We will start by creating a graph with four nodes and four edges. The
edges will have an edge attribute called data
that contains
numeric values.
# Create a node data frame
ndf <- create_node_df(n = 4)
# Create an edge data frame
edf <-
create_edge_df(
from = c(1, 2, 3, 4),
to = c(2, 3, 4, 1),
data = c(
8.6, 2.8, 6.3, 4.5)
)
# Create a new graph from
# the NDF and EDF
graph <-
create_graph(
nodes_df = ndf,
edges_df = edf
)
# Inspect the graph's EDF
graph %>% get_edge_df()
#> id from to rel data
#> 1 1 1 2 <NA> 8.6
#> 2 2 2 3 <NA> 2.8
#> 3 3 3 4 <NA> 6.3
#> 4 4 4 1 <NA> 4.5
The following example shows how to create selections of edges based
on a logical expression operating on a collection of numeric values in
the data
attribute.
# Select edges where the `data`
# attribute has a value
# greater than 5.0
graph <-
graph %>%
select_edges(
conditions = data > 5.0
)
# Get the graph's current selection
# of edges as a table
graph %>% get_edge_df_ws()
#> id from to rel data
#> 1 1 1 2 <NA> 8.6
#> 2 3 3 4 <NA> 6.3
Selecting the Last Node or Edge in an NDF or EDF
You can select the last node or edge from the graph’s internal node
data frame (NDF) or internal edge data frame (EDF), respectively.
Usually, this will be the last node or edge created since new nodes or
edges are added to the bottom of the data frame and there is no
shuffling of these positions. Immediately after creating a single node
or edge, calling either the select_last_node()
or the
select_last_edge()
functions will result in a selection of
the last node or edge created.
For both functions, graph
is the only argument. If we
provide a graph object to select_last_nodes_created()
we
will get an active selection of nodes (the last nodes that were added to
the graph object). Likewise, the
select_last_edges_created()
will create an active selection
of edges, whichever edges were last defined in a function call.

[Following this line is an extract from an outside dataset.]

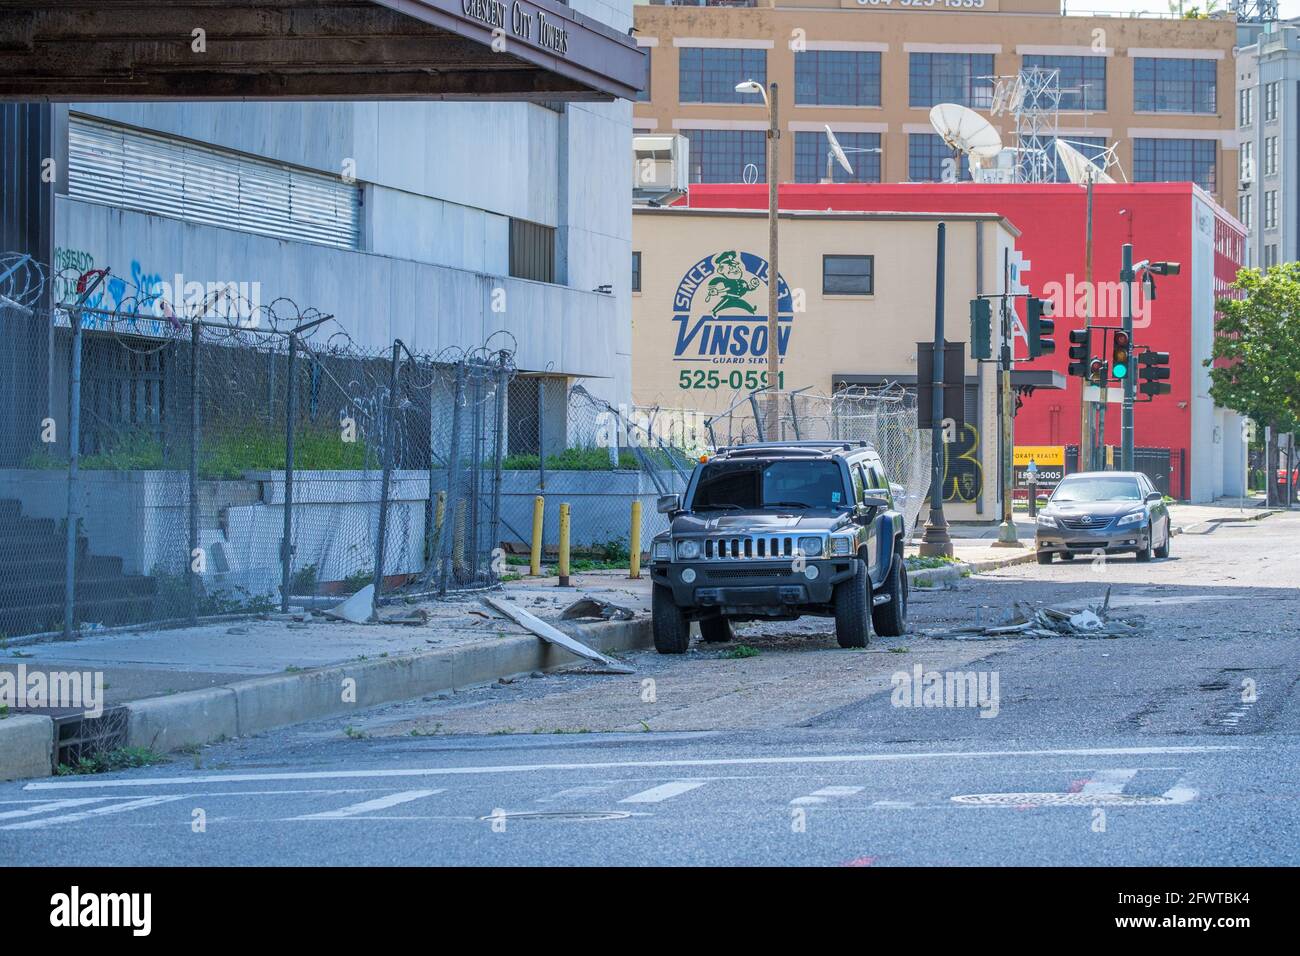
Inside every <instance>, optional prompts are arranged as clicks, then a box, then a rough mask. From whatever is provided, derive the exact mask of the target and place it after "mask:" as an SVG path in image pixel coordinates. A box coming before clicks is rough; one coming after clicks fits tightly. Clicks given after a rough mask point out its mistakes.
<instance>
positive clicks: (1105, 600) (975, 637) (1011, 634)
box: [930, 588, 1145, 641]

To begin, we’ll use the same graph as before but we’ll clear any
active selection using the clear_selection()
function. To
ensure that there is no active selection of nodes or edges, we can use
the get_selection()
function. A value of NA
means that there is neither a selection of nodes nor edges.
# Clear the graph's selection
graph <-
graph %>%
clear_selection()
# Check whether there is still
# a selection present
graph %>% get_selection()
#> [1] NA
If we use select_last_nodes_created
on this graph, we
find that the active selection of nodes contains all the nodes in the
graph, as they were all produced in the create_graph()
function (and no nodes were added in subsequent operations).
# Select the last node in the graph's NDF and confirm
# that the selection was made
graph %>%
select_last_nodes_created() %>%
get_node_df_ws()
#> id type label
#> 1 1 <NA> <NA>
#> 2 2 <NA> <NA>
#> 3 3 <NA> <NA>
#> 4 4 <NA> <NA>
The same goes for the edges. Using
select_last_edges_created()
will make a selection of edges
that includes all edges in the graph.
# Select the last edge in the graph's EDF and confirm
# that the selection was made
graph %>%
select_last_edges_created() %>%
get_edge_df_ws()
#> id from to rel data
#> 1 1 1 2 <NA> 8.6
#> 2 2 2 3 <NA> 2.8
#> 3 3 3 4 <NA> 6.3
#> 4 4 4 1 <NA> 4.5
Where these functions become useful is during the building up of a
graph in multiple steps. In this next example, we will start with an
empty graph (using create_graph()
by itself) then add a
single node with add_node()
, and then select that very node
with select_last_nodes_created()
. This
selection-in-a-pipeline approach makes it easy to set node attributes
because we can use the set_node_attrs_ws()
function. In
this example, we’re adding a new timestamp
attribute and
assigning a value (the system time). Because the selection is
persistent, we can set more attributes in further calls to
set_node_attrs_ws()
. When we are done with this node
selection, we call the clear_selection()
function and
return to a clean slate of no active selection present (it removes any
node or edge selection from the graph object). The example proceeds to
create another new node and adding attributes, and then a new edge and
edge attributes (with set_edge_attrs_ws()
). This is all
facilitated with the select_last_nodes_created()
and
select_last_edges_created()
functions.
# Create a graph, node-by-node and
# edge-by-edge and add attributes
graph_2 <-
create_graph() %>%
add_node() %>%
select_last_nodes_created() %>%
set_node_attrs_ws(
node_attr = "timestamp",
value = as.character(Sys.time())
) %>%
set_node_attrs_ws(
node_attr = "type",
value = "A"
) %>%
clear_selection() %>%
add_node() %>%
select_last_nodes_created() %>%
set_node_attrs_ws(
node_attr = "timestamp",
value = as.character(Sys.time())
) %>%
set_node_attrs_ws(
node_attr = "type",
value = "B"
) %>%
add_edge(
from = 1,
to = 2,
rel = "AB"
) %>%
select_last_edges_created() %>%
set_edge_attrs_ws(
edge_attr = "timestamp",
value = as.character(Sys.time())
) %>%
clear_selection()
# View the new graph
graph_2 %>% render_graph()
The graph shows two nodes connected together. Nothing more, nothing less. The more interesting views of the data are of the node and edge data frames, which now have several attributes set. Let’s have a look at the graph’s internal node data frame…
# Inspect the new graph's NDF
graph_2 %>% get_node_df()
#> id type label timestamp
#> 1 1 A <NA> 2024-02-03 18:48:36.40223
#> 2 2 B <NA> 2024-02-03 18:48:36.426155
…and let’s inspect the graph’s internal edge data frame.
# Inspect the new graph's EDF
graph_2 %>% get_edge_df()
#> id from to rel timestamp
#> 1 1 1 2 AB 2024-02-03 18:48:36.444785
As can be seen, immediately invoking
select_last_nodes_created()
or
select_last_edges_created()
after addition of new nodes or
edges can be useful for working with the newly made nodes/edges. Many
functions ending with _ws()
operate specifically on
selections of nodes or edges.